Свекровь вскрикивает во сне, а потом начинает что-то быстро-быстро бормотать. Женька спит рядом с ней на единственном Маруськином диване. Мы сидим на кухне, на двух застеленных раскладушках, съевших всю свободную площадь, и отмахиваемся от комаров.
– Математика – хорошая наука, – деланно жизнерадостно утешаю подругу я. – Никаких тебе крещений Руси богопротивными киевскими князьями и прочих укропо-бандеровских штучек!
Маруська хрюкает, а потом замечает:
– Доберутся и до математики. Лиха беда начало. Вот, например, какая мне сейчас пришла в голову замечательная задача, хочешь?
Я киваю, и Маруська специальным педагогическим голосом начинает излагать:
– Из Луганска и Донецка по одной и той же колее вышли навстречу друг другу два поезда. Первый шел со скоростью сорок километров в час, а второй – шестьдесят километров в час. Расстояние между городами… черт, не помню! Ну пусть будет двести километров, для ровного счета. Спрашивается в задаче: почему они не встретились?

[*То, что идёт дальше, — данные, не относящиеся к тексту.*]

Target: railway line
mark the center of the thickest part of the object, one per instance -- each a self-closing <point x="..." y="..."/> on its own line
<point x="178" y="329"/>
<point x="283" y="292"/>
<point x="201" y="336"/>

– Рельсы на металлолом сдали? – предполагаю я.
– Не-а, – мотает отросшей гривой Маруська.
– Все взорвали к едрене фене?
– Опять мимо денег.
– Нет, ну почему, а?
– Просто не судьба. Вот не судьба, и все!
– Это уже не математика.
– А это уже и не жизнь. А поеду-ка я с вами, а? Вдруг судьба?
Поставленный Маськой чайник свистит в ночи, словно паровоз… и внезапно я слышу перестук железных колес по рельсам. Они упрямо выговаривают: «Не-судьба, не-судьба… несудьбанесудьбанесудьба…»
– Судьба… – возражаю я им шепотом.
Судьба?
Егор
– Какое там прекращение огня? Сдурел? Самое время дать укропам проср…ться! Живой мухой собрались – и на позицию!
Было объявлено перемирие и прекращение огня, но я уже слишком хорошо знал ЭТУ СТОРОНУ нашей войны, так что слишком не удивился. После жуткого случая с Василием, смерть которого я переживал до сих пор, нас всех разбросали по разным командам, а о происшествии на прощание было велено забыть. Так из центрального Донецка я попал в захолустье, на самую границу Луганской области.